Dual treponemal and non-treponemal tests
The DPP® Syphilis Screen and Confirm test (Chembio Diagnostics System Inc., Medford, New York) has become available in North America, and some evaluations of this assay have been published. Another dual POCT described in the literature is manufactured by Span Diagnostics (Gujarat, India), but no published data on its performance are available (19).
Commercial Syphilis Point-of-Care Test Performance
A 2018 review for the World Health Organization (WHO) by Murtagh reports that syphilis POCTs perform comparably to standard laboratory tests in resource-limited settings with a high prevalence of syphilis (5%) (20).

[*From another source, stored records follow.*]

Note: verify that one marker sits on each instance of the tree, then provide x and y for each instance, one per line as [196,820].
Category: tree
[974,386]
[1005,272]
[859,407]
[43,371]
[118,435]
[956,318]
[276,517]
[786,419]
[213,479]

Studies conducted in middle- to high-income countries with a low prevalence of syphilis reported sensitivities of 51.0%–98.8% and specificities of 66.2%–100% in the field when compared with results obtained by traditional laboratory serological tests (Table 2). As expected, evaluations performed in the laboratory produced better results than those performed in the field. This emphasizes the need for appropriate training of personnel performing these tests, in addition to strict adherence to operating protocols, quality control measures, and proficiency testing to produce high-quality accurate results when any assay is used in the field.
Table 2:
Summary of studies evaluating syphilis POCTs in countries with a low prevalence of syphilis
| Assay and country | Study | Sens | Spec | Lab | Field | Serum | Whole blood |
|---|---|---|---|---|---|---|---|
| Determine™ Syphilis TP | |||||||
| United Kingdom | Perry et al (21) | 91.3 | 100 | X | X | ||
| Australia | Causer et al (22) | 97.3 | 96.4 | X | X | ||
| SD Bioline | |||||||
| Italy | Zorzi et al (23) | 51.0–80.0 | 100 | X | X | X | |
| Australia | Causer et al (22) | 87.8 | 98.5 | X | X | X | |
| Canada | Morshed (unpublished personal communication) | Sens 85.0 Spec 100 |
Sens 95.0 Spec 100 |
Sens 85.0 Spec 100 |
Sens 95.0 Spec 100 |
||
| DPP® Syphilis Screen and Confirm | |||||||
| Italy | Zorzi et al (23) | 57.7–65.4 | 99.5 | X | X | X | |
| France | Guinard et al (24) | >90% | >90% | X | X | ||
| Australia | Causer et al (22) | 89.8 | 98.3 | X | X | ||
| Australia | Skinner et al (25) | 95.6 | 66.2 | X | X | ||
| Canada | Caya et al (26) | 91.0 | 100 | X | X | ||
| Portugal | Castro et al (27) | 98.8 | 94.7 | X | X | ||
| Syphilis Health Check™ | |||||||
| United States | Obafemi et al (28) | 90.0 | 98.5 | X | X | ||
| United States | Matthias et al (29) | 71.4 | 91.5 | X | X | ||
| Onsite™ Syphilis Ab Rapid Test | |||||||
| Australia | Causer et al (22) | 92.5 | 97.0 | X | X |
POCTs = Point-of-care tests; Sens = Sensitivity; Spec = Specificity; Lab = Laboratory
Castro et al (27) performed one of the earliest evaluations of the DPP Syphilis Screen and Confirm POCT for the simultaneous detection of NT and TP antibodies in sera of 1,601 patients. Results from the dual test were compared with those from the Rapid Plasma Reagin (RPR) and Treponema pallidum particle agglutination (TPPA) tests. Compared with the RPR, the reactive concordance of the NT result was 98.4%, with RPRs greater than 1:2. However, when the RPR was 1:2 or less, the sensitivity declined to 88%. Compared with the TPPA, the reactive and non-reactive concordances of the TP line were 96.5% and 95.5%, respectively. This dual TP–NT POCT is designed for use with serum, plasma, and whole blood. In a Canadian laboratory study (26), Caya et al reported a sensitivity of 91% and a specificity of 100% for this same assay.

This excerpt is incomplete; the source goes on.